Il primo passo del metabolismo dei carboidrati è di solito l’idrolisi dei polimeri in mono-, di- e oligo-saccaridi. L’idrolisi avviene nello spazio intracellulare ed extracellulare mediante endo- ed esoidrolasi batteriche. I prodotti delle fermentazioni primarie vengono quindi fermentati anaerobicamente attraverso le vie glicolitiche fornendo due molecole di ATP, piruvato e NADH2 per ogni ciclo. Il destino del piruvato e del NADH2 varia notevolmente a seconda delle condizioni fisico-chimiche in cui si trova il rumine. Il piruvato può essere convertito in lattato, acetato, propionato o butirrato mentre il NADH2 può essere ossidato da batteri metanogenici o acetogenici con la formazione di metano ovvero di acetato, CO2 e H2 (Baldwin & Allison, 1983; Van Soest, 1994).
I lipidi sono scarsamente metabolizzati nel reticolorumine, poiché i microrganismi ruminali non utilizzano gli acidi grassi come fonte di energia (Emery & Herdt, 1991). Le principali reazioni ruminali coinvolgono i lipidi sono l’idrogenazione degli acidi grassi insaturi e l’idrolisi dei trigliceridi e dei fosfolipidi (Baldwin & Allison, 1983). Tuttavia, a meno che i grassi non siano resi inerti attraverso processi chimici o fisici (ad esempio, riscaldamento o saponificazione), potrebbero influenzare in certa misura l’ambiente ruminali. Infatti, se alimentati in eccesso, possono diminuire l’assunzione di sostanza secca e possono inibire la crescita microbica e le fermentazioni ruminali. L’integrazione di acidi grassi sembra contribuire ad orientare il metabolismo ruminale verso la produzione di acido propionico, e sembra inibire il degrado delle proteine, aumentando quindi la quota di aminoacidi disponibili per la digestione post-ruminale (Emery & Herdt, 1991; Jenkins & Fotouhi, 1990; Jenkins & Jenny, 1989).
I composti azotati possono seguire diverse vie metaboliche. Possono essere utilizzati come fonte di energia dal microbiota o possono essere utilizzati come fonte di aminoacidi per sintetizzare proteine microbiche o, nel caso di proteine insolubili, superano il rumine senza essere modificati per essere digeriti nella parte restante del tratto gastro-enterico. Che diventino fonte di energia o substrati per la sintesi proteica, il primo passo del metabolismo dei polipeptidi è la loro idrolisi in aminoacidi. Gli aminoacidi possono quindi essere deaminati con la generazione di ammoniaca e VFA o decarbossilati con la generazione di ammina e CO2; quest’ultima reazione è tipica di condizioni di relativa abbondanza di carboidrati facilmente fermentescibili (Baldwin & Allison, 1983; Sanford, 1963).
Legenda
Anaerobiosi: In biologia, la condizione di vita in ambiente privo di ossigeno libero propria dei microrganismi detti anaerobi.

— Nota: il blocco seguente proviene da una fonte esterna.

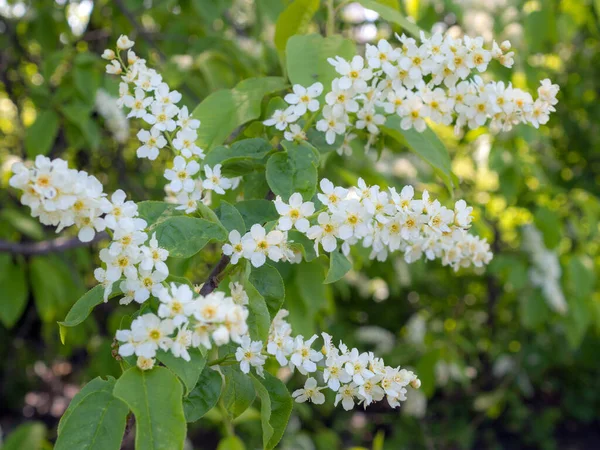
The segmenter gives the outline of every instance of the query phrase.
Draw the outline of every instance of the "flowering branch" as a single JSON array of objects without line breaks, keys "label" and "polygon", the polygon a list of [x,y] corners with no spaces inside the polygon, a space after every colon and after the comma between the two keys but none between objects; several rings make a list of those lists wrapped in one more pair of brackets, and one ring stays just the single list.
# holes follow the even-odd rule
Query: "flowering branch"
[{"label": "flowering branch", "polygon": [[105,232],[96,234],[89,242],[82,242],[76,237],[59,237],[41,242],[7,242],[0,240],[0,253],[24,256],[45,255],[47,253],[64,252],[73,248],[84,247],[104,239],[108,239],[108,234]]}]

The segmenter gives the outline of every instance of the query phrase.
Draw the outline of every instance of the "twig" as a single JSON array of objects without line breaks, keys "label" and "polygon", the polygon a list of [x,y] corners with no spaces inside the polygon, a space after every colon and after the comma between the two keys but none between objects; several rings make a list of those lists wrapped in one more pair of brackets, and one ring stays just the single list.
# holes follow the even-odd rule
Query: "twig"
[{"label": "twig", "polygon": [[90,242],[81,242],[76,237],[60,237],[41,242],[8,242],[0,240],[0,253],[24,256],[44,255],[46,253],[64,252],[73,248],[85,247],[104,239],[108,239],[108,234],[103,231],[96,233],[96,236]]},{"label": "twig", "polygon": [[133,426],[135,425],[135,416],[132,413],[129,413],[127,415],[127,423],[125,425],[125,432],[123,433],[123,440],[121,441],[121,450],[124,450],[126,448],[128,448],[128,444],[130,439],[130,435],[131,435],[131,430],[133,429]]},{"label": "twig", "polygon": [[208,279],[202,285],[202,289],[200,289],[200,295],[208,295],[219,286],[219,283],[221,282],[219,276],[221,275],[221,272],[225,270],[225,267],[227,267],[227,265],[229,264],[230,259],[231,258],[229,258],[229,256],[227,255],[221,255],[221,259],[219,260],[217,265],[213,267],[213,270],[211,270]]}]

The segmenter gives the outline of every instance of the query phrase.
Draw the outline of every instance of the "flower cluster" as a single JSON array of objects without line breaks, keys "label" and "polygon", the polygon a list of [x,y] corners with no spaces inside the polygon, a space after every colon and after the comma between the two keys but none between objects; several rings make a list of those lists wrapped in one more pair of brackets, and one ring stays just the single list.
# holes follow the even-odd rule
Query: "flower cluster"
[{"label": "flower cluster", "polygon": [[531,283],[542,290],[550,308],[566,314],[569,307],[560,286],[558,256],[544,246],[540,231],[533,225],[523,228],[523,247],[530,254],[533,263],[533,267],[529,269]]},{"label": "flower cluster", "polygon": [[[233,284],[235,297],[246,298],[241,286]],[[170,351],[175,357],[190,361],[190,348],[212,348],[246,342],[248,309],[237,303],[234,296],[212,292],[194,297],[188,285],[171,283],[157,295],[158,313],[146,313],[133,320],[128,330],[118,330],[119,355],[138,357],[141,369],[154,366],[156,352]]]},{"label": "flower cluster", "polygon": [[163,289],[161,283],[169,275],[165,264],[169,252],[159,247],[156,236],[145,245],[147,223],[138,217],[137,205],[126,200],[125,192],[119,189],[109,200],[96,177],[69,169],[60,158],[39,155],[33,167],[16,163],[12,170],[10,185],[24,191],[21,203],[44,225],[56,226],[57,232],[74,225],[82,242],[94,239],[98,231],[109,232],[112,242],[100,251],[105,267],[94,271],[105,287],[105,300],[122,278],[119,287],[126,293],[121,300],[124,304],[143,303]]},{"label": "flower cluster", "polygon": [[23,191],[21,203],[29,206],[31,215],[41,223],[55,226],[57,233],[75,225],[79,239],[89,242],[97,231],[106,228],[102,216],[112,204],[96,177],[69,169],[63,159],[51,160],[42,155],[35,158],[32,167],[18,162],[12,171],[9,184]]},{"label": "flower cluster", "polygon": [[[348,143],[356,136],[353,130],[365,130],[370,145],[391,115],[400,118],[403,130],[422,132],[428,119],[443,125],[454,123],[458,134],[465,125],[477,128],[488,121],[497,130],[507,131],[519,123],[537,128],[555,111],[559,88],[548,79],[541,82],[534,100],[510,83],[486,83],[479,75],[471,78],[472,72],[485,72],[494,59],[512,67],[508,41],[494,42],[491,49],[485,49],[482,37],[455,39],[436,33],[430,38],[421,34],[420,42],[405,35],[397,38],[398,48],[382,39],[376,46],[367,44],[364,58],[328,60],[339,77],[325,95],[326,105],[316,128],[325,133],[329,144],[334,144],[338,135],[344,136],[340,154],[349,151]],[[287,127],[306,112],[307,108],[295,106],[298,99],[305,99],[302,105],[312,105],[310,111],[318,109],[322,86],[320,90],[315,86],[295,85],[294,94],[288,95],[292,106],[276,111],[264,123],[284,130],[288,140],[306,139],[299,125],[290,125],[289,131]]]},{"label": "flower cluster", "polygon": [[[167,189],[180,209],[193,212],[207,192],[223,194],[235,188],[239,179],[222,176],[220,164],[201,164],[204,150],[196,145],[200,121],[189,114],[187,106],[177,106],[181,93],[171,90],[156,70],[148,68],[132,50],[133,45],[127,36],[121,36],[116,52],[105,50],[102,57],[109,61],[106,72],[121,76],[118,104],[129,110],[127,117],[142,119],[150,126],[137,134],[141,143],[137,156],[153,161],[162,149],[171,150],[175,155],[172,168],[164,172]],[[125,60],[121,52],[126,52]]]},{"label": "flower cluster", "polygon": [[123,143],[129,137],[129,121],[117,103],[104,89],[96,91],[96,111],[104,118],[106,128],[112,133],[113,139]]},{"label": "flower cluster", "polygon": [[[287,315],[282,309],[275,316],[269,330],[267,354],[274,356],[281,366],[309,376],[304,388],[292,393],[297,402],[322,404],[325,396],[320,391],[327,387],[336,393],[335,405],[341,402],[345,410],[352,409],[355,403],[366,408],[384,397],[395,408],[406,400],[406,386],[418,388],[421,385],[413,372],[386,366],[373,353],[349,349],[341,341],[335,346],[327,333],[322,333],[322,349],[313,349],[318,336],[315,334],[308,340],[301,335],[292,337],[292,328],[285,320]],[[260,367],[258,362],[251,365]],[[323,372],[324,386],[319,387],[316,378],[310,376],[317,371]]]},{"label": "flower cluster", "polygon": [[267,233],[262,225],[255,224],[244,236],[234,230],[223,252],[231,256],[233,264],[243,257],[255,267],[262,266],[267,258],[297,262],[300,255],[291,250],[287,235],[295,228],[314,241],[317,253],[319,246],[326,252],[341,247],[348,255],[350,246],[360,242],[371,249],[371,259],[379,261],[387,259],[390,252],[401,251],[408,263],[423,256],[439,258],[443,265],[458,270],[470,265],[481,267],[492,259],[487,241],[467,232],[473,208],[464,200],[448,209],[427,191],[417,199],[412,186],[398,193],[394,188],[385,191],[367,186],[362,179],[346,189],[324,178],[320,187],[317,197],[324,208],[318,214],[314,203],[304,202],[299,193],[291,195],[288,203],[277,197],[274,202],[280,219],[275,228]]}]

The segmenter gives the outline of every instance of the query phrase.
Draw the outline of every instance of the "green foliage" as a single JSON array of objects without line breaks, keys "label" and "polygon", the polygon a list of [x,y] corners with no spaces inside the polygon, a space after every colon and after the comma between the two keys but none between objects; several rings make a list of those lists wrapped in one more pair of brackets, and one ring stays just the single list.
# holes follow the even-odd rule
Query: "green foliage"
[{"label": "green foliage", "polygon": [[29,295],[23,262],[13,263],[10,255],[0,254],[0,284],[5,299],[0,304],[0,322],[12,328],[23,314]]},{"label": "green foliage", "polygon": [[55,111],[42,111],[27,130],[25,149],[31,159],[36,155],[47,155],[58,134],[59,117]]},{"label": "green foliage", "polygon": [[269,335],[271,316],[265,298],[252,285],[250,281],[244,283],[244,290],[248,294],[248,331],[252,340],[265,342]]},{"label": "green foliage", "polygon": [[29,422],[13,431],[2,446],[3,450],[43,450],[46,447],[46,426],[41,422]]},{"label": "green foliage", "polygon": [[275,47],[286,49],[288,40],[296,34],[304,34],[308,24],[319,10],[319,0],[294,0],[279,15],[275,24]]},{"label": "green foliage", "polygon": [[327,58],[341,56],[352,59],[356,49],[352,41],[338,35],[323,37],[309,34],[292,36],[285,53],[287,73],[292,84],[310,86],[320,81],[328,88],[337,75]]},{"label": "green foliage", "polygon": [[260,116],[260,104],[265,95],[285,87],[285,80],[280,77],[249,78],[233,89],[209,95],[192,113],[202,123],[198,130],[198,145],[209,150],[223,143],[237,127]]},{"label": "green foliage", "polygon": [[264,170],[264,159],[272,151],[271,145],[264,139],[244,139],[231,147],[213,148],[203,161],[211,167],[222,164],[223,175],[239,176],[256,170]]},{"label": "green foliage", "polygon": [[252,379],[242,373],[239,367],[224,366],[221,372],[225,376],[225,385],[221,393],[221,401],[227,415],[235,419],[254,401],[256,391]]},{"label": "green foliage", "polygon": [[150,227],[150,233],[156,233],[158,244],[175,258],[189,258],[211,240],[223,242],[227,239],[221,224],[186,216],[160,220]]},{"label": "green foliage", "polygon": [[254,389],[260,397],[260,417],[263,448],[274,449],[287,427],[292,412],[292,397],[283,382],[265,372],[264,378],[252,376]]},{"label": "green foliage", "polygon": [[168,369],[155,367],[144,372],[133,367],[117,380],[113,394],[135,415],[136,449],[183,448],[186,435],[183,389]]},{"label": "green foliage", "polygon": [[371,9],[381,15],[385,20],[388,20],[402,28],[402,31],[413,35],[414,37],[419,36],[421,29],[413,22],[408,20],[404,15],[395,8],[392,8],[383,1],[376,0],[359,0],[359,3],[365,8]]},{"label": "green foliage", "polygon": [[189,354],[189,361],[177,358],[173,353],[164,350],[159,350],[156,354],[156,358],[179,377],[185,388],[184,395],[188,395],[198,384],[200,374],[206,365],[206,356],[199,349],[192,348]]},{"label": "green foliage", "polygon": [[264,298],[271,320],[281,308],[285,300],[285,286],[277,269],[269,264],[253,267],[250,272],[250,283]]},{"label": "green foliage", "polygon": [[390,116],[382,127],[382,131],[396,141],[406,144],[407,147],[423,158],[433,167],[444,184],[452,192],[453,175],[450,166],[450,155],[448,149],[437,135],[427,127],[423,133],[414,128],[403,130],[400,127],[400,117]]},{"label": "green foliage", "polygon": [[183,411],[188,422],[200,420],[215,407],[221,395],[223,379],[219,372],[206,367],[194,389],[183,399]]},{"label": "green foliage", "polygon": [[329,255],[329,270],[323,283],[335,283],[337,280],[342,278],[352,269],[352,263],[348,261],[348,258],[343,253],[334,251]]},{"label": "green foliage", "polygon": [[267,162],[267,183],[276,194],[288,201],[294,192],[304,200],[311,199],[317,189],[319,152],[307,143],[282,143],[284,152],[277,152]]},{"label": "green foliage", "polygon": [[113,396],[115,380],[96,378],[71,401],[58,428],[55,449],[119,449],[129,409]]}]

Microbiota: rappresenta l’insieme di tutti i singoli microrganismi -dai batteri, ai funghi, ai protozoi fino ai virus- che convivono all’interno di un organismo, senza danneggiarlo.
Osmolalità: è una misura del numero di particelle disciolte in una unità di massa (Kg) di fluido.
Rizoide: in botanica, elemento uni- o pluricellulare che assomiglia a una radice o ne svolge alcune funzioni.
Saponificazione: consiste nell’idrolisi degli esteri del glicerolo formati dagli acidi grassi superiori (oli e grassi) effettuata in condizioni basiche: dalla reazione si formano glicerolo e sapone.